Question

How to use limma to do regularization for Ballgown

0

Entering edit mode

zoukai3412085 • 0

@zoukai3412085-14416

Last seen 4.7 years ago

Hi,

In the Nat Prot paper about Ballgown, it's said as follow:

Note that Ballgown’s statistical test is a standard linear model-based comparison. For small sample sizes (n < 4 per group), it is often better to perform regularization. This can be done using the limma package in Bioconductor.

How this can be done? First, do "regularization" and "normalization" has the same meaning? i'm not deep in statistics? And second, how should the step(regularization) be taken during the ballgown procedure as this paper? I am a noob and hurried, who can help me and provide a detailed command? Thank very much!

limma rna-seq • 2.1k views

ADD COMMENT • link updated 7.7 years ago by Aaron Lun ★ 28k • written 7.7 years ago by zoukai3412085 • 0

score 3 · Answer 1 · 2017-11-18

First, do "regularization" and "normalization" has the same meaning?

No. Normalization refers to the removal of uninteresting technical biases prior to further analyses. For differential analyses, this usually refers to removal of biases between samples (e.g., differences in sequencing depth, composition biases), to ensure that comparisons between samples are not confounded. "Regularization", in this context, presumably refers to the empirical Bayes shrinkage of variance estimates within limma, which reduces the uncertainty of the estimates in the presence of limited replicates. The two are separate procedures, but both are necessary in DE analyses.
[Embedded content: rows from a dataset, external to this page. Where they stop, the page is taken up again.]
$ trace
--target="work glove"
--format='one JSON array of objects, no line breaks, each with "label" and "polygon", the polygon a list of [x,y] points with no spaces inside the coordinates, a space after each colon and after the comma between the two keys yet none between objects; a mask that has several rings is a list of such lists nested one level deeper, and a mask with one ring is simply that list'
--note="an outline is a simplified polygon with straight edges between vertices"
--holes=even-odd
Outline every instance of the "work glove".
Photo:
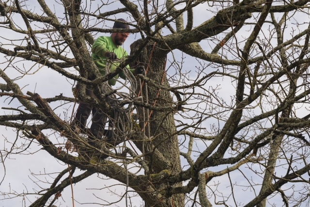
[{"label": "work glove", "polygon": [[136,69],[135,69],[135,74],[138,75],[139,74],[144,74],[145,70],[144,67],[142,65],[139,65],[137,66]]},{"label": "work glove", "polygon": [[117,56],[113,52],[107,51],[105,53],[105,56],[107,57],[108,59],[114,60],[117,59]]}]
And second, how should the step(regularization) be taken during the ballgown procedure as this paper?

While I'm not familiar with the Ballgown output, I assume you would get some matrix of expression values. If this is a matrix of counts for each gene or transcript, you can apply the voom-limma pipeline as described elsewhere:

https://www.bioconductor.org/help/workflows/RNAseq123/

If all that you have are CPMs, you could log-transform them and use the limma-trend approach. The same can be done if you have FPKMs, but this will be less accurate (as the mean-variance relationship will probably be distorted by gene-length normalization):

A: Differential expression of RNA-seq data using limma and voom()

I am a noob and hurried, who can help me and provide a detailed command?

Read the documentation:

http://bioconductor.org/packages/release/bioc/vignettes/limma/inst/doc/usersguide.pdf

Don't expect others to do your analysis for you. Software might be free but manpower isn't.